Circular Economy Project Manager

Working in the service industry for nearly a decade showed me how much waste society throws away every day. Unfortunately, there is as no such thing 'away' and 'waste' is not just waste—it intersects with geopolitics, environmental justice, public health, climate, and much more. To create systemic change, we must find effective ways to channel our vision for circularity into developing and implementing practical evidence-based solutions.

Amy Rowland (she/her/hers) has supported U.S. domestic and international programs that reduce the climate, environmental, and health impacts of material production and waste management. She is passionate about helping clients and the public understand and reduce the lifecycle impacts from resource extraction, processing, and end-of-life management. For federal clients, Amy has conducted waste audits, led technical assistance and capacity-building efforts, developed greenhouse gas emissions inventories, and developed accessible user-friendly resources on waste management best practices. Her conference and event planning experience includes participation in the United Nations Framework Convention on Climate Change Conference of Parties in 2023 (COP28), where she coordinated four panels and presented on the intersection of waste, climate, and health at the International Solid Waste Association’s inaugural waste and resources pavilion.

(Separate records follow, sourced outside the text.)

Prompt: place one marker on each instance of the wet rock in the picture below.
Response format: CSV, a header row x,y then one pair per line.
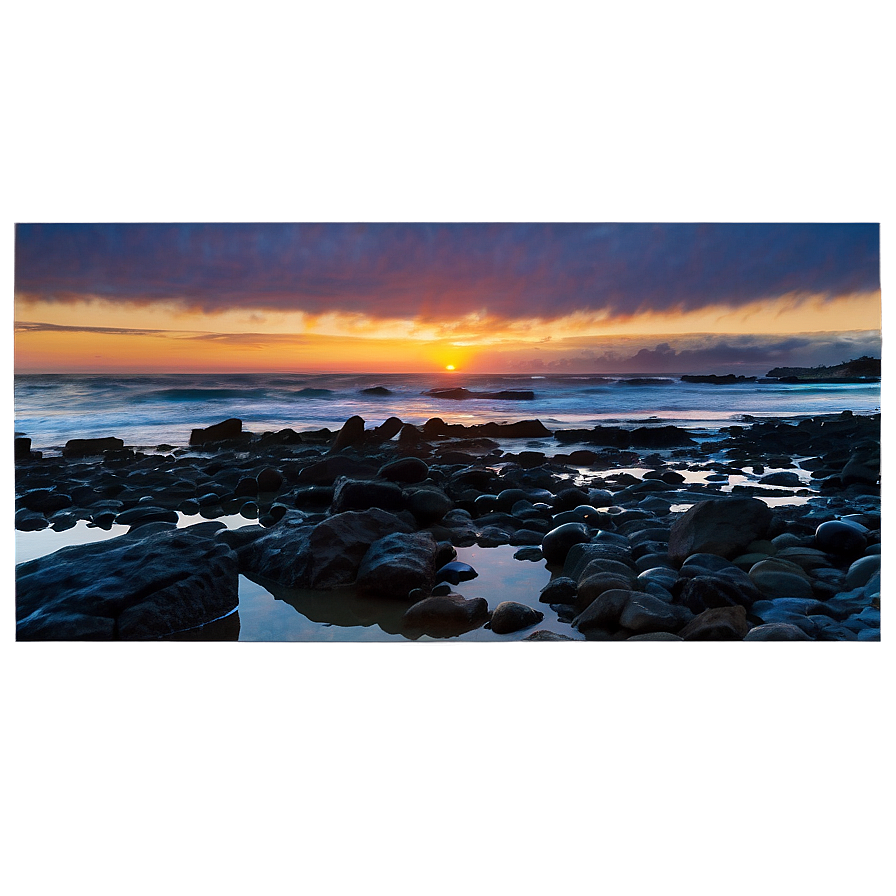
x,y
861,571
269,480
362,494
776,631
655,636
723,526
135,586
510,616
445,616
647,613
226,429
711,592
29,521
604,610
456,572
352,433
397,564
589,589
90,447
841,537
561,590
717,624
322,556
428,505
406,469
529,553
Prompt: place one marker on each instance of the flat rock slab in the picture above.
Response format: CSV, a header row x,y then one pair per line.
x,y
320,557
723,526
142,585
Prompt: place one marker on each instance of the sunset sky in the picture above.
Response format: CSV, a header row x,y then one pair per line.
x,y
482,297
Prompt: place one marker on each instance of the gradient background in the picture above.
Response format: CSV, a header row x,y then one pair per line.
x,y
266,768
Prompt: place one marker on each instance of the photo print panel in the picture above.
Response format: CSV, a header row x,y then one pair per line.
x,y
481,431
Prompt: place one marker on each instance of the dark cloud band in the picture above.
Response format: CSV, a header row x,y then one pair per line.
x,y
439,272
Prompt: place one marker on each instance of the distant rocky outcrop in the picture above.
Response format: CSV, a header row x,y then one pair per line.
x,y
857,369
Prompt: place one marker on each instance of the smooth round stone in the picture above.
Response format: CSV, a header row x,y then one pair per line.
x,y
775,583
786,540
556,543
747,561
529,553
782,565
841,537
456,572
776,631
510,616
709,562
861,571
561,590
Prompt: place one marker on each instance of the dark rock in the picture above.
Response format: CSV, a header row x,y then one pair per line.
x,y
510,616
227,429
544,635
90,447
361,494
717,624
604,611
647,613
352,433
397,564
405,469
445,616
776,631
561,590
708,592
45,500
387,430
842,537
428,505
323,556
723,526
136,586
29,521
592,587
455,572
269,480
556,543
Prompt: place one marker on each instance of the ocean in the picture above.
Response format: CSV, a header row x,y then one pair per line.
x,y
150,410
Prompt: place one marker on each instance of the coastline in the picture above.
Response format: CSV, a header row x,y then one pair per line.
x,y
380,511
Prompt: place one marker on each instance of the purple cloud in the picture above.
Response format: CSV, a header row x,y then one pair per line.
x,y
439,272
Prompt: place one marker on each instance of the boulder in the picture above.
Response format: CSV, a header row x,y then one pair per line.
x,y
362,494
142,585
776,631
604,611
646,613
323,556
226,429
397,564
445,616
723,526
556,543
842,537
428,505
717,624
510,616
352,433
90,447
405,469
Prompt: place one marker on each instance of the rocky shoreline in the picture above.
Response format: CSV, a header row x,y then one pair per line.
x,y
381,511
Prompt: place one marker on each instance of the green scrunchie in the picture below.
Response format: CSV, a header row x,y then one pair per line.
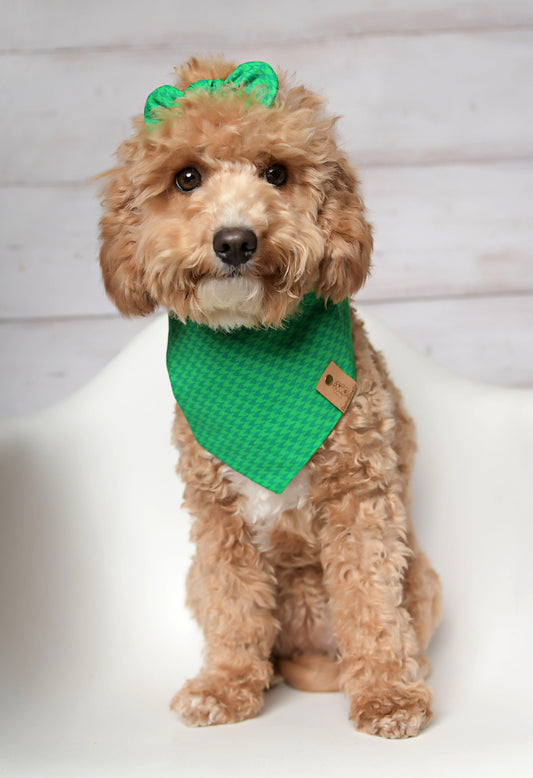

As a circular economy project manager, Amy is thrilled to be supporting implementation of the U.S. Environmental Protection Agency’s historic solid waste infrastructure improvements and battery recycling efforts. Her work includes facilitating post-award assistance to help grantees access the technical resources needed for successful project development. She is well-versed in food waste reduction, waste methane policy and technical solutions, domestic and international plastic pollution reduction strategies, extended producer responsibility, and quantifying GHG impacts of material-specific waste management pathways. She helped develop the World Wildlife Fund’s ReSource Footprint tracker—the reporting mechanism used by ReSource Plastic and U.S. Plastics Pact members to understand their plastic footprint and track progress on commitments. She also helped EPA’s Region 10 office draft the Oregon School Food Share Guide, which outlines steps schools can take to reduce and divert cafeteria waste through share tables and food donation.

Amy holds an M.S. and an M.P.A with a focus on environmental management from Indiana University’s O’Neill School of Public and Environmental Affairs (go Hoosiers!) and a B.A. with a focus in environmental decision-making from the University of North Carolina at Chapel Hill (go Heels!). Outside work, she enjoys playing volleyball, reading, and traveling whenever and wherever she can.